# Quesadilla I made today... really good!



## SizzlininIN (Feb 11, 2005)

.......probably spelt that wrong. 

Well since I have an abundance of produce and other goodies........went balistic at the store yesterday.........Never Ever go there hungry.

Anyway here is what I just whipped up and devoured down........it was so good!
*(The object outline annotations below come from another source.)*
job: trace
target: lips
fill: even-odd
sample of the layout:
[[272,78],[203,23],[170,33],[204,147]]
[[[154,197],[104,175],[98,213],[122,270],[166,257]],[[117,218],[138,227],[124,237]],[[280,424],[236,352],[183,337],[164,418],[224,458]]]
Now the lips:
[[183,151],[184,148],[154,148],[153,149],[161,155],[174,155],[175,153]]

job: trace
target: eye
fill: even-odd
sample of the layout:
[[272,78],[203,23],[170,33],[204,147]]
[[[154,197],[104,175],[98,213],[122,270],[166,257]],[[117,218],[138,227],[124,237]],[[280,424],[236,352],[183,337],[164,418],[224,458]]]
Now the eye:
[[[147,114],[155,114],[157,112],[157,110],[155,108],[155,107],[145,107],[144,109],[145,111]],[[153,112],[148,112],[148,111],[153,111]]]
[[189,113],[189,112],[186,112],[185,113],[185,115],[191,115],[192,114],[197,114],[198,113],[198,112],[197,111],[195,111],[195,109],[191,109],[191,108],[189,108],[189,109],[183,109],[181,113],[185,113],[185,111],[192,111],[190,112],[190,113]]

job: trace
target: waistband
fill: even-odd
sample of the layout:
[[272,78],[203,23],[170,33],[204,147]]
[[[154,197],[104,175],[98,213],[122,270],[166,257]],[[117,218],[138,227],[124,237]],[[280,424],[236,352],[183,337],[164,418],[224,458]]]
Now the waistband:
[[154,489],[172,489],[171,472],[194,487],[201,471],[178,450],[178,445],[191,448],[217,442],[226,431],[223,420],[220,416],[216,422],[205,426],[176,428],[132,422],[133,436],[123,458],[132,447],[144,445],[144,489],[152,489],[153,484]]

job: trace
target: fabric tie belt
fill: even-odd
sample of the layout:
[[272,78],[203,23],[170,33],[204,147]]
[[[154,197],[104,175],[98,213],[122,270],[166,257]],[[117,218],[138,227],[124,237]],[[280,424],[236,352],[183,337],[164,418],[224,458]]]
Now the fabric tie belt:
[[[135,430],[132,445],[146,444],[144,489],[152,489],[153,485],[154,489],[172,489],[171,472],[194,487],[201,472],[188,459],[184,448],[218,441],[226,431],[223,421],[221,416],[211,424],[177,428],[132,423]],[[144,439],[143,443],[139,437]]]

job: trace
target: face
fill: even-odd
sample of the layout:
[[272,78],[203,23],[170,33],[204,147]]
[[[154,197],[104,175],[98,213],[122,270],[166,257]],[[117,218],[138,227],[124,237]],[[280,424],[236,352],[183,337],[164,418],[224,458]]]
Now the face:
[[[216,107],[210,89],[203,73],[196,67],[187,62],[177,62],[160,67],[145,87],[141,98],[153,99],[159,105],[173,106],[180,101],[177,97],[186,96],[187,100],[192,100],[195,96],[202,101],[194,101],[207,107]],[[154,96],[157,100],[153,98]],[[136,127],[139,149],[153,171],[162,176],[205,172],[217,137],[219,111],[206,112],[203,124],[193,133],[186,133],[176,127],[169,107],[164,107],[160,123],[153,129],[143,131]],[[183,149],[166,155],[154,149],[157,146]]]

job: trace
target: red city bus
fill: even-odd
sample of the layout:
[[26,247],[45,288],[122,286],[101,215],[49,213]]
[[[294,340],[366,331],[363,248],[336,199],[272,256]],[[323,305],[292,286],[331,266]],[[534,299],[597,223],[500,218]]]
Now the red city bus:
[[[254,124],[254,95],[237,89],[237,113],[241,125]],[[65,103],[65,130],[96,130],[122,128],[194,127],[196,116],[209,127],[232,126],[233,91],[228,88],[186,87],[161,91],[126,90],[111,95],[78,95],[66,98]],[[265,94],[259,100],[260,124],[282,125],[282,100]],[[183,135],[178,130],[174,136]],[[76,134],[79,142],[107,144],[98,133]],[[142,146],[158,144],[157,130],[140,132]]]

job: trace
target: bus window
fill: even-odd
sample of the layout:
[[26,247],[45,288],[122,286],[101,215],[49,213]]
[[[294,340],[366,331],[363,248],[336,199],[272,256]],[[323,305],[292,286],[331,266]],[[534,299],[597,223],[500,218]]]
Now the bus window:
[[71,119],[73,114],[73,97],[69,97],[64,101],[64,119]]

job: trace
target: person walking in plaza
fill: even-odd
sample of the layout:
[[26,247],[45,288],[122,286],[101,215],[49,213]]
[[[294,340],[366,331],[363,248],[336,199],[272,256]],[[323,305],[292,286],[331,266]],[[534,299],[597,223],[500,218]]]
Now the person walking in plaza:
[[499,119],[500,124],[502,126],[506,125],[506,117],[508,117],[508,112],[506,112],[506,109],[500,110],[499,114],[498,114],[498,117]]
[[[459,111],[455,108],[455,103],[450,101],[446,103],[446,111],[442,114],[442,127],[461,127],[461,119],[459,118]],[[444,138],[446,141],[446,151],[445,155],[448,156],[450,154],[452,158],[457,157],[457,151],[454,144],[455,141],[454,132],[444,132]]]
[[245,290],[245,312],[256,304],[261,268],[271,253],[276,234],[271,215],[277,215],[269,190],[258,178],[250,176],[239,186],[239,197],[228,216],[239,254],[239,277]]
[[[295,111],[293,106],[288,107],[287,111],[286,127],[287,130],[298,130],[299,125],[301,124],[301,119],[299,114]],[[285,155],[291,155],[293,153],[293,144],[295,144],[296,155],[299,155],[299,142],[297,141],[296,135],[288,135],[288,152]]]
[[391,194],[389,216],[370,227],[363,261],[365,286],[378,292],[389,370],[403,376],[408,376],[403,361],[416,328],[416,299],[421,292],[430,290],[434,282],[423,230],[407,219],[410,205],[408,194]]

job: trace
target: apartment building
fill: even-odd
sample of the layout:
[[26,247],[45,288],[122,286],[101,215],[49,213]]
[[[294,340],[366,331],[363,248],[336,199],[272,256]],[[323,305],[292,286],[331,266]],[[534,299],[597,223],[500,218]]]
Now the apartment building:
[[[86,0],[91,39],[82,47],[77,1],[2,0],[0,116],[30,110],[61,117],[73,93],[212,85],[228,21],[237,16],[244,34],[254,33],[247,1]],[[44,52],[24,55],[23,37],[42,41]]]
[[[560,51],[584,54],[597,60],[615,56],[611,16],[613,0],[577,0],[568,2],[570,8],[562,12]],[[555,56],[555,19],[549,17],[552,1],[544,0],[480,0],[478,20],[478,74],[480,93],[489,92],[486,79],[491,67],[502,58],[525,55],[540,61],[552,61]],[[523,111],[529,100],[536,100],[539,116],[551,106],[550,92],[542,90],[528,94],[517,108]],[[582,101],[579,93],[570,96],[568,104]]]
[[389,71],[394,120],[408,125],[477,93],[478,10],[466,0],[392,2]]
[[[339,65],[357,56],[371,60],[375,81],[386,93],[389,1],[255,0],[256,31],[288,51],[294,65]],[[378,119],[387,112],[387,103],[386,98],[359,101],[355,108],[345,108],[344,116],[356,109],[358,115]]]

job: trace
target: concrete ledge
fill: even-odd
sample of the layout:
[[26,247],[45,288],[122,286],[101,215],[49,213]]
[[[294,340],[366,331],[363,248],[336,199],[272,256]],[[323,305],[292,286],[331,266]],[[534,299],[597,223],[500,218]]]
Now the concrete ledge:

I drizzled some EVOO in a non stick skillet and added a clove of garlic and let that go for about a minute so the oil would infuse the garlic flavor.  I then added some sliced some green - red - and yellow bell peppers in strips, sliced yellow onion and some sliced button white mushrooms. I added S & P, Cumin Powder........I never smelt this before and I can't believe how much it smelt like those pkg taco mixes........love this stuff, Curry Powder.......never smelt this before either and it has a smoky flavor and I found I love it also. I let these cook till they were almost done but still had a tiny bit of bite left to them.
I then put a tortilla shell in a cast iron skillet that I smeared with just a hint of EVOO..........I then topped that with some freshly shredded colby and mozarella cheese and then added the pepper combination from the other skillet. Topped it all with another tortilla shell and took a smaller cast iron skillet and put that on top to press the thing down......it only took about a minute on each side to brown.  Cut them into 4's and served them with some sour cream, salsa and sliced green onions.   I'm hooked no more taco bell for me.......I'm making my own!!!  Next time I'll add some chicken or thinly sliced beef.


----------



## DampCharcoal (Feb 11, 2005)

Sounds awesome! I never thought about curry powder, I'll have to try that!


----------



## luvs (Feb 13, 2005)

sounds good! i like the twist w/ the curry powder. i might try that on a chicken quesadilla, but w/ green curry paste. i'm hooked on that stuff, it's so good!


----------



## GB (Feb 13, 2005)

Quesadillas are mt standard fall back meal. When I don't feel like cooking or going to the store that is what I make. I always have tortillas and cheese on hand. Curry powder is a great idea. I will have to try that next time.


----------